Cells genetically deficient in AP-3 are resistant to HIV particle production. To follow up on the studies in mammalian cells in which AP-3 depletion or dominant-negative inhibition resulted in a defect in HIV assembly, human cells that are genetically deficient in AP-3 function were studied. Hermansky-Pudlak Syndrome Type II (HPS2) is a rare autosomal recessive disorder characterized by bleeding abnormalities, immune dysfunction, and pigmentary changes that result from a deficiency of AP-3 complex function. The genetic defects responsible for this phenotype map to alterations of the beta subunit of AP-3, either through production of a defective subunit or diminished or absent production of the subunit. As a result, there is a global defect in AP-3-mediated trafficking events in the cell.

Fibroblasts from HPS2 patients were obtained and were infected with VSV-G-pseudotyped HIV. The production of HIV particles, as monitored by p24 output or by Western blot for released p24, was markedly diminished in HPS2 fibroblasts as compared with normal human fibroblasts. Using retroviral transduction, the defective subunit was replaced in a cell line derived from HPS2 fibroblasts. This intervention restored p24 (particle) output to levels seen with normal human fibroblasts (FIG. 9). These studies provide strong confirmatory evidence that the AP-3 complex is involved in HIV assembly, and support the previous finding that Gag trafficking is abnormal in cells in which AP-3 complex function is diminished or eliminated.

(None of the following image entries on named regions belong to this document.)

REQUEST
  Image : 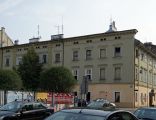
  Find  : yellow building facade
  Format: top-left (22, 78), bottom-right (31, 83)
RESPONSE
top-left (0, 23), bottom-right (156, 107)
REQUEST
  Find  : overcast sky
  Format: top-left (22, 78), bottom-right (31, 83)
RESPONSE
top-left (0, 0), bottom-right (156, 44)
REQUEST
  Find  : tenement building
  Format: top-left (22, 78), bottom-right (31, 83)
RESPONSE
top-left (0, 22), bottom-right (156, 107)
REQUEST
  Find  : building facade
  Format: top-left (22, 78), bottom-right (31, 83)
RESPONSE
top-left (0, 23), bottom-right (156, 107)
top-left (0, 27), bottom-right (13, 47)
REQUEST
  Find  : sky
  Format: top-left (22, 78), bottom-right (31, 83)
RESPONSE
top-left (0, 0), bottom-right (156, 44)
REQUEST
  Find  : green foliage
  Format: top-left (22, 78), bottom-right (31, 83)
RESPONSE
top-left (40, 67), bottom-right (76, 93)
top-left (18, 48), bottom-right (42, 90)
top-left (0, 70), bottom-right (22, 90)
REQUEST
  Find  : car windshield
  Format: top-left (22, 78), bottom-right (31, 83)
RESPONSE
top-left (0, 102), bottom-right (21, 112)
top-left (45, 111), bottom-right (105, 120)
top-left (134, 109), bottom-right (156, 120)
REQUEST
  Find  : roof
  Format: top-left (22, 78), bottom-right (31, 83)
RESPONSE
top-left (61, 109), bottom-right (112, 117)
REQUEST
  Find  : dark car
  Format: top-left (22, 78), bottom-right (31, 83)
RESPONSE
top-left (45, 109), bottom-right (138, 120)
top-left (87, 99), bottom-right (116, 110)
top-left (134, 107), bottom-right (156, 120)
top-left (0, 101), bottom-right (54, 120)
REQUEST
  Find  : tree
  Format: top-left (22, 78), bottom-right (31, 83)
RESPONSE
top-left (40, 67), bottom-right (76, 93)
top-left (18, 48), bottom-right (42, 90)
top-left (0, 70), bottom-right (22, 90)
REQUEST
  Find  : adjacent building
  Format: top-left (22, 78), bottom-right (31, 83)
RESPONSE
top-left (0, 27), bottom-right (13, 48)
top-left (0, 22), bottom-right (156, 107)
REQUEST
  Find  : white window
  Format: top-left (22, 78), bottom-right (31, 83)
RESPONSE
top-left (5, 57), bottom-right (10, 67)
top-left (73, 51), bottom-right (78, 61)
top-left (42, 54), bottom-right (47, 64)
top-left (86, 50), bottom-right (92, 60)
top-left (72, 69), bottom-right (79, 80)
top-left (16, 56), bottom-right (22, 65)
top-left (114, 47), bottom-right (121, 57)
top-left (55, 53), bottom-right (61, 63)
top-left (85, 68), bottom-right (92, 80)
top-left (115, 92), bottom-right (120, 103)
top-left (100, 48), bottom-right (106, 58)
top-left (114, 67), bottom-right (121, 80)
top-left (100, 68), bottom-right (106, 80)
top-left (135, 67), bottom-right (139, 80)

All of the compositions and methods disclosed and claimed herein can be made and executed without undue experimentation in light of the present disclosure. While the compositions and methods of this invention have been described in terms of preferred embodiments, it will be apparent to those of skill in the art that variations may be applied to the compositions and methods, and in the steps or in the sequence of steps of the methods described herein without departing from the concept, spirit and scope of the invention. More specifically, it will be apparent that certain agents which are both chemically and physiologically related may be substituted for the agents described herein while the same or similar results would be achieved. All such similar substitutes and modifications apparent to those skilled in the art are deemed to be within the spirit, scope and concept of the invention as defined by the appended claims.